The Labour Party was re-founded in 1949 as a successor to the Labour Party founded in 1921 and formed a government for the first time in 1955. With Mintoff at the helm, the party governed from 1971 to 1984, during which time the post-Independence military and financial agreements with the United Kingdom were re-negotiated. The government also undertook nationalisation programmes, import substitution schemes, and the expansion of the public sector and the welfare state.
Employment laws were revised with gender equality being introduced in salary pay. In the case of civil law, civil (non-religious) marriage was introduced and homosexuality and adultery were decriminalised. Through a package of constitutional reforms agreed to with the opposition party, Malta became a republic in 1974. This was the time when the Labour Party was being transformed into a mass-based party.
Fast forward to 1992 with Alfred Sant winning the election for party leader, then modernizing the party, and securing a victory at the polls in 1996. Under Sant’s leadership, the party made several changes. The party opened the new Labour Party Headquarters in Hamrun instead of the old Macina in Cottonera. The party also made giant steps in the media by being the first Maltese political party to own its radio and television stations. We can argue that it was he who sowed the first seeds of the Labour Movement. Seeds that subsequently, within a few years, sprouted to mature into a full-fledged Movement with Joseph Muscat at the helm. Not only, with Robert Abela taking over and filling the void left by Muscat, the Movement was now, and still is to this day, being fine-tuned almost to perfection.
What is in a name, one may perhaps ask, as to whether the nomenclature should be a Party or a Movement? Well, the Movement is not just a name, but, in essence, a living and effective party structure. Through the Movement, many Maltese ordinary citizens were able to rise up in demand of democratic rights and to give voice to societal aspirations and injustices. It became a legitimate popular movement that aspires to make governing institutions more representative and responsive to average citizens.
When looking at movements merely as national phenomena it can be tempting to disregard them as a passing expression of public dissatisfaction of some kind. But that would be a mistake with respect to the Labour Movement. When one compares the developments achieved through it and takes into account that it has seen a steady increase in numbers and successful campaigns recently, its significance changes. What distinguishes it from a traditional political party, what contextual factors affect its emergence and what factors influence its survival?

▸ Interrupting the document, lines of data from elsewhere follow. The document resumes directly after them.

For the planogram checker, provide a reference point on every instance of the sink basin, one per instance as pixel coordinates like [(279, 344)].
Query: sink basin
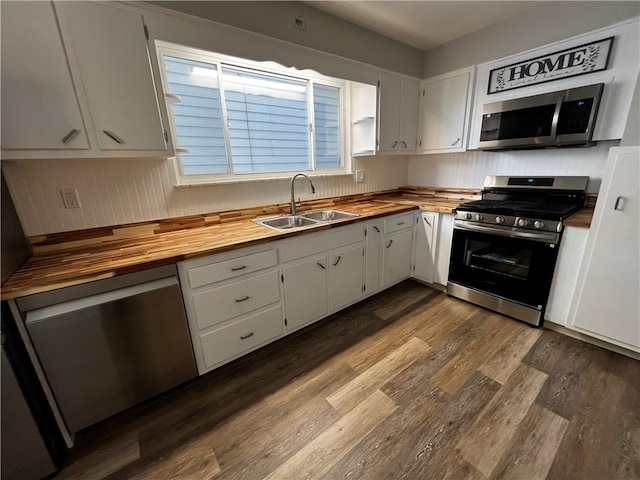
[(303, 220), (327, 215), (286, 222)]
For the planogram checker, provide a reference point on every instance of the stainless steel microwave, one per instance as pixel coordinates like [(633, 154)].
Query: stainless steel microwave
[(562, 118)]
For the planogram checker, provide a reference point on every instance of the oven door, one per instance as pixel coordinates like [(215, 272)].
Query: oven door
[(509, 275)]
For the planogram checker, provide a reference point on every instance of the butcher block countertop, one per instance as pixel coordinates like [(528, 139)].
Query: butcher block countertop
[(72, 258)]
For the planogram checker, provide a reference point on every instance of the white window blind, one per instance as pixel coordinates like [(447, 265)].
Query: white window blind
[(238, 120)]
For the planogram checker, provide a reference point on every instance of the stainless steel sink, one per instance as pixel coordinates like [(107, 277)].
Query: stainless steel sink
[(303, 220), (327, 215)]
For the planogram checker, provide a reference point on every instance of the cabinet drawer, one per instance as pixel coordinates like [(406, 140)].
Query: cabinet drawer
[(313, 244), (242, 265), (241, 336), (223, 303), (398, 222)]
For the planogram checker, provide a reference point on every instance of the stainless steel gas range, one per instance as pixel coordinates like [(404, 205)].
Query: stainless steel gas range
[(505, 246)]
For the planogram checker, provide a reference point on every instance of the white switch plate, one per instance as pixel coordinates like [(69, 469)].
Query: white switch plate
[(70, 198)]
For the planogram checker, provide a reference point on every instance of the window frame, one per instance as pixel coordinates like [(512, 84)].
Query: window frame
[(266, 67)]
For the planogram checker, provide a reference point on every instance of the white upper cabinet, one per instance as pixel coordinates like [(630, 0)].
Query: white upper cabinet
[(39, 111), (445, 104), (397, 114), (102, 74)]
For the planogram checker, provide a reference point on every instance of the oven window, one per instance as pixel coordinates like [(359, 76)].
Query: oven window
[(502, 260)]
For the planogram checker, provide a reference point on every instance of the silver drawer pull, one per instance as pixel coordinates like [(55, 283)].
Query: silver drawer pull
[(70, 135), (113, 136), (620, 201)]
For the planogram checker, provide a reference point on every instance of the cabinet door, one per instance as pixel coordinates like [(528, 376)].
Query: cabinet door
[(39, 111), (110, 49), (443, 248), (425, 242), (389, 105), (345, 277), (608, 303), (444, 113), (373, 257), (396, 263), (409, 115), (305, 292)]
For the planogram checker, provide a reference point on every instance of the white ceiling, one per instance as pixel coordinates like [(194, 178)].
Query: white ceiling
[(423, 24)]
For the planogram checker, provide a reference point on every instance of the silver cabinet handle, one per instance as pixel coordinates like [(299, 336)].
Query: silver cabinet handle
[(620, 202), (70, 135), (113, 136)]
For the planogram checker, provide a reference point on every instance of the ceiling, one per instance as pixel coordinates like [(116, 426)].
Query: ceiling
[(423, 24)]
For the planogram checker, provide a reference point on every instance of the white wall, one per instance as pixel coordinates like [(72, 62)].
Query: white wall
[(118, 191), (469, 169)]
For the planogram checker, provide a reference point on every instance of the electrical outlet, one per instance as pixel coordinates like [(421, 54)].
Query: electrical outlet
[(70, 198)]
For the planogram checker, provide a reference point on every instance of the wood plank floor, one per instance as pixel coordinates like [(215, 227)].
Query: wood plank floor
[(409, 384)]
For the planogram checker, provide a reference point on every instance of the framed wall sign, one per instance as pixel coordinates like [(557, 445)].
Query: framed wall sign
[(588, 58)]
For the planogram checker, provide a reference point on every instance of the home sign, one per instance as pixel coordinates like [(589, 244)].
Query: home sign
[(588, 58)]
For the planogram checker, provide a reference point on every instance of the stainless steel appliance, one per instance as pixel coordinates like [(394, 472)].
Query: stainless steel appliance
[(107, 345), (562, 118), (505, 246)]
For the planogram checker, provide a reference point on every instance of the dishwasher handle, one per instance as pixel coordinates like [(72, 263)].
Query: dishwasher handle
[(44, 313)]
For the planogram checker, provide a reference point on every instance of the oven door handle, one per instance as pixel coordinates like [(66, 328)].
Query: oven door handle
[(537, 237)]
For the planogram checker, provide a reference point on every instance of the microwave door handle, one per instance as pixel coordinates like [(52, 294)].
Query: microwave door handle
[(556, 118)]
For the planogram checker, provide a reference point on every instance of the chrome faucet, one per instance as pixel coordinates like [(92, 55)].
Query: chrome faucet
[(294, 205)]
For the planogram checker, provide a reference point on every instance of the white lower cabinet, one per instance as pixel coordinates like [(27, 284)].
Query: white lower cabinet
[(305, 291), (443, 248), (424, 246), (233, 303), (397, 248), (319, 284)]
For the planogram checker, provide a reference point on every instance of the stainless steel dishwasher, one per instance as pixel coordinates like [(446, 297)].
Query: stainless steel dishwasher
[(107, 345)]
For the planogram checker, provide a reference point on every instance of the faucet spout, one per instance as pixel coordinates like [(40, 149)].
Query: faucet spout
[(312, 188)]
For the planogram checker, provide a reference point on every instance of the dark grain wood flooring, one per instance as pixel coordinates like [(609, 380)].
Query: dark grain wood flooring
[(409, 384)]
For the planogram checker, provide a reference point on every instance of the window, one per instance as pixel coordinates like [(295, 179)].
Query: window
[(241, 119)]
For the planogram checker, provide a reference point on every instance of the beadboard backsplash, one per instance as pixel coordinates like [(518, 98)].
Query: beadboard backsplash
[(469, 169), (119, 191)]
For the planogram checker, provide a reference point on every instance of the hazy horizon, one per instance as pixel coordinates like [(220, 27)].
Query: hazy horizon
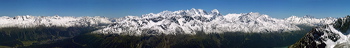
[(121, 8)]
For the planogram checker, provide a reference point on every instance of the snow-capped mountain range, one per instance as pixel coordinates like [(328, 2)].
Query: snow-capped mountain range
[(52, 21), (335, 35), (198, 20)]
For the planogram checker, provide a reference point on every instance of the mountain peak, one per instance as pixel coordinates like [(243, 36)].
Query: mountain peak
[(191, 21)]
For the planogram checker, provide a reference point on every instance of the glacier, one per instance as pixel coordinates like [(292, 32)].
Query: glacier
[(197, 20), (28, 21), (334, 35)]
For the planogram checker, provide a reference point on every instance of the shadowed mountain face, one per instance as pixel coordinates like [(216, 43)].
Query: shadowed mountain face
[(328, 36), (193, 28), (190, 21)]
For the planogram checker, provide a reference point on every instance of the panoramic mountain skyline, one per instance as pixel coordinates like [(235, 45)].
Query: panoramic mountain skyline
[(121, 8)]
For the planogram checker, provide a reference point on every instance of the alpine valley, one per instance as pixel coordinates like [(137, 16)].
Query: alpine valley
[(194, 28)]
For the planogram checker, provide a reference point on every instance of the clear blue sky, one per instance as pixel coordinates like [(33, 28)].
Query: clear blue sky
[(120, 8)]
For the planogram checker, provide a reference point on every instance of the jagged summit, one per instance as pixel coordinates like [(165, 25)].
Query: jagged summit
[(198, 20), (51, 21), (335, 35)]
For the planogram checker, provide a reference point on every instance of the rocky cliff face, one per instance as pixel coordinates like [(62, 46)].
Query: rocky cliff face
[(328, 36)]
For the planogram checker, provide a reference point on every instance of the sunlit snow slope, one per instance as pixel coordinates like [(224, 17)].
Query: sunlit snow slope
[(334, 35), (197, 20), (51, 21)]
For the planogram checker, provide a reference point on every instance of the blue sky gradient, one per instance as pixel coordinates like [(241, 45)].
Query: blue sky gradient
[(120, 8)]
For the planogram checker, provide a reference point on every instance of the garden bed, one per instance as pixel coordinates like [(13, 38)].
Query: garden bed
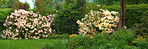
[(25, 43)]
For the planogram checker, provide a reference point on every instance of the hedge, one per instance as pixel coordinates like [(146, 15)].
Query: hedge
[(133, 13), (3, 15)]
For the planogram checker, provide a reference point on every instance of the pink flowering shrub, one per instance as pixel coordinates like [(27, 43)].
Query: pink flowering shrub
[(27, 25), (98, 21)]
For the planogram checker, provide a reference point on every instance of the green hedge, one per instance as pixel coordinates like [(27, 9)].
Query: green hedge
[(133, 12), (3, 15)]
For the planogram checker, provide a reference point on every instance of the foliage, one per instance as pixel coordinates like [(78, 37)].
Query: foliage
[(26, 44), (43, 6), (58, 36), (143, 44), (66, 19), (3, 3), (19, 5), (69, 13), (141, 28), (3, 15), (133, 13), (27, 6), (27, 25), (97, 21), (113, 2), (6, 3)]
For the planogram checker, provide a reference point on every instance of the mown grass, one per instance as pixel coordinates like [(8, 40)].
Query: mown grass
[(25, 43)]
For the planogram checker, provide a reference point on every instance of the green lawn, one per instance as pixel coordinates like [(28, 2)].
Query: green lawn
[(25, 43)]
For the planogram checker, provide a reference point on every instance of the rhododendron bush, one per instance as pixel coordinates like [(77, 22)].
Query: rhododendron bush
[(98, 21), (27, 25)]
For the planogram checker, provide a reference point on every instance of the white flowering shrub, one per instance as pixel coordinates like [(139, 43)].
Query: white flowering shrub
[(98, 21), (27, 25)]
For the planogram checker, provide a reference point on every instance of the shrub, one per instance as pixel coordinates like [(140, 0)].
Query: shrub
[(66, 18), (96, 21), (143, 44), (141, 28), (27, 25), (43, 6), (69, 13), (133, 13), (27, 6), (3, 15), (57, 45), (19, 5)]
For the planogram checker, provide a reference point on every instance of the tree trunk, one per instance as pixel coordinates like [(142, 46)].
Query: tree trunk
[(122, 15)]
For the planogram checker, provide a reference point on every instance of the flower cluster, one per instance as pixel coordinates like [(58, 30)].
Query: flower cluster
[(27, 25), (98, 21)]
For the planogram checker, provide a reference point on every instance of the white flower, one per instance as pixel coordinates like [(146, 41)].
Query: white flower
[(114, 13)]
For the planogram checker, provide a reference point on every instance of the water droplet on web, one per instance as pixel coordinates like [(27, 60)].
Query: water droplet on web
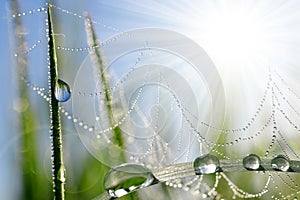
[(62, 91), (127, 178), (280, 163), (251, 162), (206, 164)]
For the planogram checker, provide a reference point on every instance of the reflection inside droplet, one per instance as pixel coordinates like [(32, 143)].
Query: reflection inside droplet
[(62, 91), (251, 162), (127, 178), (206, 164)]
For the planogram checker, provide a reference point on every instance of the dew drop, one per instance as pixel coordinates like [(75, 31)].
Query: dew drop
[(251, 162), (62, 91), (280, 163), (127, 178), (206, 164)]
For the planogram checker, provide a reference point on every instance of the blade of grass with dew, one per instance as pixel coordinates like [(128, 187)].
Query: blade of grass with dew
[(59, 175), (101, 75), (35, 184)]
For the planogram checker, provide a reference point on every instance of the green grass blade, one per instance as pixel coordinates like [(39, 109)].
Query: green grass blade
[(34, 184), (99, 69), (58, 166)]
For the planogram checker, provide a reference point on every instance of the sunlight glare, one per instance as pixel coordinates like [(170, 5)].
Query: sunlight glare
[(235, 37)]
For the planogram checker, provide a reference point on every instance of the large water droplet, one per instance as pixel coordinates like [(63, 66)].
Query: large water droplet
[(251, 162), (127, 178), (206, 164), (62, 91), (280, 163)]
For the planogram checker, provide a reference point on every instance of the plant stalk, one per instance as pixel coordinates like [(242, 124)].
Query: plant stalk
[(57, 152)]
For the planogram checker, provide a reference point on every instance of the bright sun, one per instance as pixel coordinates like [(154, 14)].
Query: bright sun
[(234, 35)]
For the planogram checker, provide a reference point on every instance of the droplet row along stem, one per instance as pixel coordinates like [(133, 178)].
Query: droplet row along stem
[(183, 170)]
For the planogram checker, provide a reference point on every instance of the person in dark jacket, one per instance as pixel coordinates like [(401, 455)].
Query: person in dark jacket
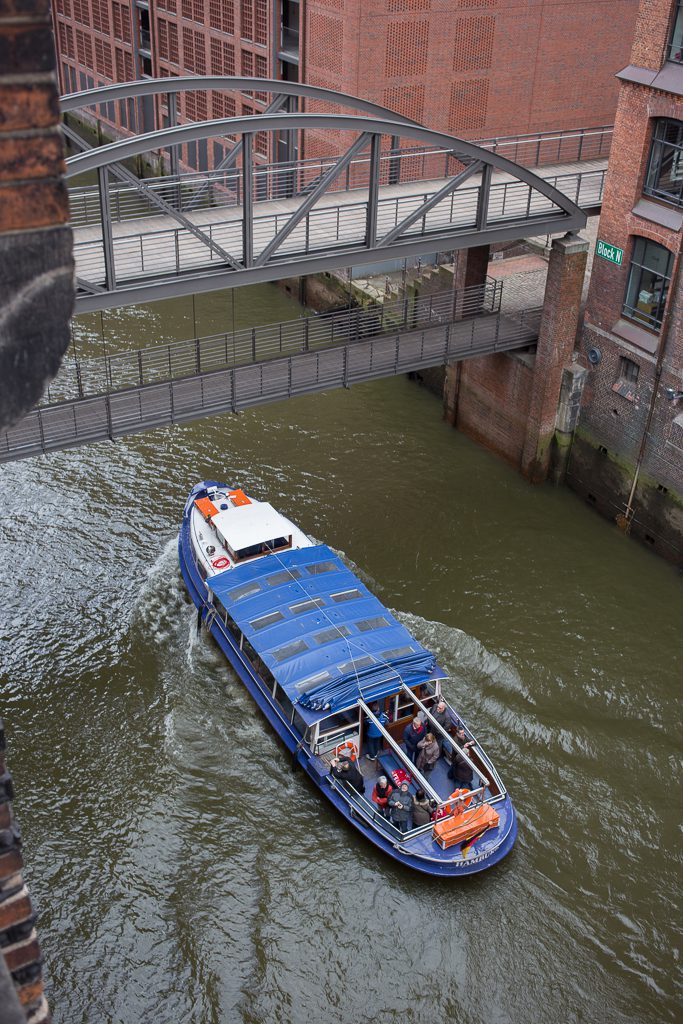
[(429, 753), (400, 803), (421, 809), (413, 733), (460, 771), (442, 716), (348, 771), (373, 734), (381, 793)]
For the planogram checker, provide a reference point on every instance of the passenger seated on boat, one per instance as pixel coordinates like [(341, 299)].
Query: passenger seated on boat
[(345, 769), (421, 809), (373, 734), (442, 716), (400, 803), (429, 753), (460, 771), (381, 793), (413, 733)]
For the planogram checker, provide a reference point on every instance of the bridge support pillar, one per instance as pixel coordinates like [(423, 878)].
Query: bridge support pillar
[(557, 335), (470, 266)]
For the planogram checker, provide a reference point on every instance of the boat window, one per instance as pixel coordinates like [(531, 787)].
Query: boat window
[(284, 701), (404, 706), (289, 650), (318, 567), (366, 625), (319, 677), (263, 621), (327, 636), (301, 606), (246, 591), (356, 665), (279, 542), (248, 649), (279, 578), (342, 720), (346, 595), (220, 610), (300, 725), (396, 652)]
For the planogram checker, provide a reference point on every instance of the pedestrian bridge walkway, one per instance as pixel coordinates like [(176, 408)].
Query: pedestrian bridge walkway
[(146, 246), (117, 395), (395, 190)]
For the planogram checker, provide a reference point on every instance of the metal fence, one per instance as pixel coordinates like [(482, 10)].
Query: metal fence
[(174, 251), (83, 378), (140, 409)]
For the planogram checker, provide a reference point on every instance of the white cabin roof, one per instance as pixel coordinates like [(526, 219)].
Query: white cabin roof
[(253, 523)]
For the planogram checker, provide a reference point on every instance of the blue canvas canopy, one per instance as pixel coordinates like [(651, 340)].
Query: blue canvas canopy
[(325, 637)]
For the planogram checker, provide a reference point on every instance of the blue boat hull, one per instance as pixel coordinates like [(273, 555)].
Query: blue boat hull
[(489, 850)]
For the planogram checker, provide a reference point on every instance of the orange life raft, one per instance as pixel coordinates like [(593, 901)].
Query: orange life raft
[(464, 824)]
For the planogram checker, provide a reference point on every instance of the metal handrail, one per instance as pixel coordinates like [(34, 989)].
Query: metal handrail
[(402, 757), (444, 733), (253, 345)]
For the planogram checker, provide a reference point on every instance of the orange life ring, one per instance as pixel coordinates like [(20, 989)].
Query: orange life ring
[(460, 806), (347, 745), (462, 793)]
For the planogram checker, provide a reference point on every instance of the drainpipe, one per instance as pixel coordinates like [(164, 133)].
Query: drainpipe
[(625, 519)]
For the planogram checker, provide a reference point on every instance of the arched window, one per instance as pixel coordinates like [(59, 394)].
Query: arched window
[(665, 171), (648, 283)]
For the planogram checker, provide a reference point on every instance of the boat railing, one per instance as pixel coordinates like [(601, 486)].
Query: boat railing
[(400, 753), (445, 735)]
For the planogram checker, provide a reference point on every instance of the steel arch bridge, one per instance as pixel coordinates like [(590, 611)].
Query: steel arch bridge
[(350, 210)]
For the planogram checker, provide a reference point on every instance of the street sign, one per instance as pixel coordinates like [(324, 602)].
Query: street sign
[(610, 253)]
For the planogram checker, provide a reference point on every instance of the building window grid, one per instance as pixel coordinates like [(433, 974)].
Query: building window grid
[(628, 370), (649, 275), (665, 170), (676, 42)]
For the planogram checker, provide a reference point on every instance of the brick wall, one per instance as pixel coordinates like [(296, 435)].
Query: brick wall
[(629, 431), (494, 401), (97, 43), (474, 68), (36, 264)]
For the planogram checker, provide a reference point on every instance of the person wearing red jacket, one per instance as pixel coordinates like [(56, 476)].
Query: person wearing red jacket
[(381, 794)]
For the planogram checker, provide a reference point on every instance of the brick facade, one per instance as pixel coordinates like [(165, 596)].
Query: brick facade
[(472, 68), (629, 431)]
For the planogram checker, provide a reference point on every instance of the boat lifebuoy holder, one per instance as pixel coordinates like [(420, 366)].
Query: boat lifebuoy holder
[(347, 749)]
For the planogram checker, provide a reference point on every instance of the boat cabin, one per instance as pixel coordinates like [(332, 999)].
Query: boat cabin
[(228, 528), (326, 651)]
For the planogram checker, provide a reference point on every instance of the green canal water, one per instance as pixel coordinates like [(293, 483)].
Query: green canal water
[(182, 872)]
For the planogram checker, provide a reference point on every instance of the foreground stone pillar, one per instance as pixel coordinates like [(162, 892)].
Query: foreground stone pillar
[(557, 335), (36, 259), (470, 268)]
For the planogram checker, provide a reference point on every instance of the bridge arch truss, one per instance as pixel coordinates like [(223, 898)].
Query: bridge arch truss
[(351, 210)]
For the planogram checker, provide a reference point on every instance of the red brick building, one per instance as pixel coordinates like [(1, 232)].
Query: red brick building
[(627, 458), (474, 68)]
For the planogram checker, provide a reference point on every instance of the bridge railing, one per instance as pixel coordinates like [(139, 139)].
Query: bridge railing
[(175, 251), (79, 379), (211, 189), (554, 146), (235, 388), (276, 180)]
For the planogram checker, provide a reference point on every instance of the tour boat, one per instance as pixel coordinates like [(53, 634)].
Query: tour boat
[(324, 658)]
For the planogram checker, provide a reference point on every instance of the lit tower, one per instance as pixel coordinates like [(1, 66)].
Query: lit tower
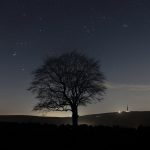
[(127, 109)]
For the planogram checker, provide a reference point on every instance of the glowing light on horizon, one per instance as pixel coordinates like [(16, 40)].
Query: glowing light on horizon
[(119, 111)]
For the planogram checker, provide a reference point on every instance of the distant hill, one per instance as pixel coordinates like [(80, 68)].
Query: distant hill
[(124, 119)]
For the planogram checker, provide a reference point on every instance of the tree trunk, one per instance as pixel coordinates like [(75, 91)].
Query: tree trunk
[(75, 117)]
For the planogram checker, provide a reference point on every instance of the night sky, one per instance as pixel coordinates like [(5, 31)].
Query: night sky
[(115, 32)]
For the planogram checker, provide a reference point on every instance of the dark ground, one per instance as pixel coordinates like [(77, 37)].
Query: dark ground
[(37, 136)]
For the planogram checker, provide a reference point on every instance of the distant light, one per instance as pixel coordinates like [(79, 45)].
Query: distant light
[(127, 111), (119, 111)]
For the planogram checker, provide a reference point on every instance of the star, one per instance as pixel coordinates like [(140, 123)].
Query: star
[(125, 26), (14, 54)]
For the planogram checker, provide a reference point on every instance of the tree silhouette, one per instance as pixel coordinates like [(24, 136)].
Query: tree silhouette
[(63, 83)]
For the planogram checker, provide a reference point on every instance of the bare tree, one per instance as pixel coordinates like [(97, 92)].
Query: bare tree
[(65, 82)]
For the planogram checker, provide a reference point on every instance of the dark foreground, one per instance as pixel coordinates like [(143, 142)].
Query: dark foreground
[(27, 136)]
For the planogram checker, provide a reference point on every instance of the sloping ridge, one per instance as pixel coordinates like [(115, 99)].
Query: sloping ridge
[(124, 119)]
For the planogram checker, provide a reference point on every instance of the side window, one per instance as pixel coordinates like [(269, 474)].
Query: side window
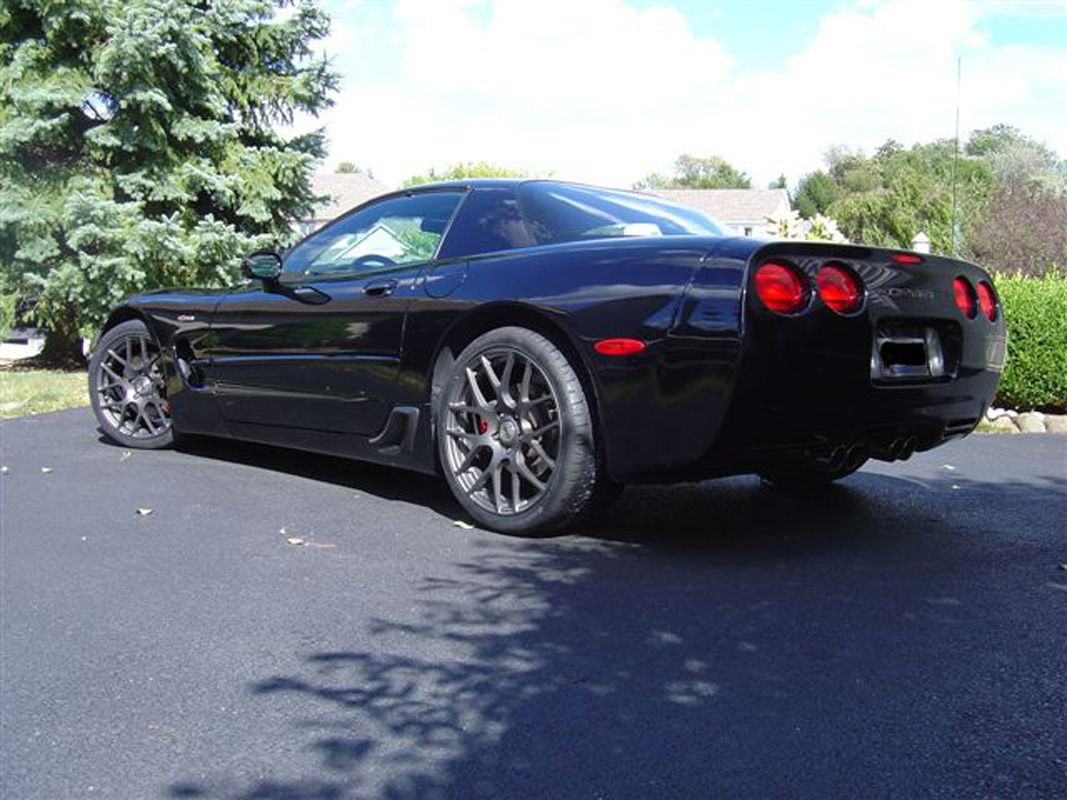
[(393, 232), (489, 221)]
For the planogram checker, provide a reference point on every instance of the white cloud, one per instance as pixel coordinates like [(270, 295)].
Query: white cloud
[(604, 92)]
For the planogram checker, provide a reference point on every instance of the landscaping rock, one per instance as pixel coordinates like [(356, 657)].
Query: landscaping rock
[(1055, 422), (1032, 421), (1002, 425)]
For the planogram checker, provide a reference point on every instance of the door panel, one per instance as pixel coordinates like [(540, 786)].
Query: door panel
[(279, 358)]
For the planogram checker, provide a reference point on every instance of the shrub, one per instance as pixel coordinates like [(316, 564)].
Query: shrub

The survival of the successful Labour Movement has been defined by combining horizontal and vertical structures, having decentralised, participatory and bottom-up approaches with centralized, formal political leadership structures. Balancing activism with long-term institutionalisation and ensuring cross-pollination between the two. Moreover, its survival also required channelling activism into coherent political demands and policies. Support from existing rooted organisations and political insiders, those who know how democratic processes and institutions function and how they can be influenced, was another key factor for the Movement’s survival. As are charismatic leadership and broad societal support and a favourable public opinion.
The Labour Movement is destined to remain with us for quite a long time!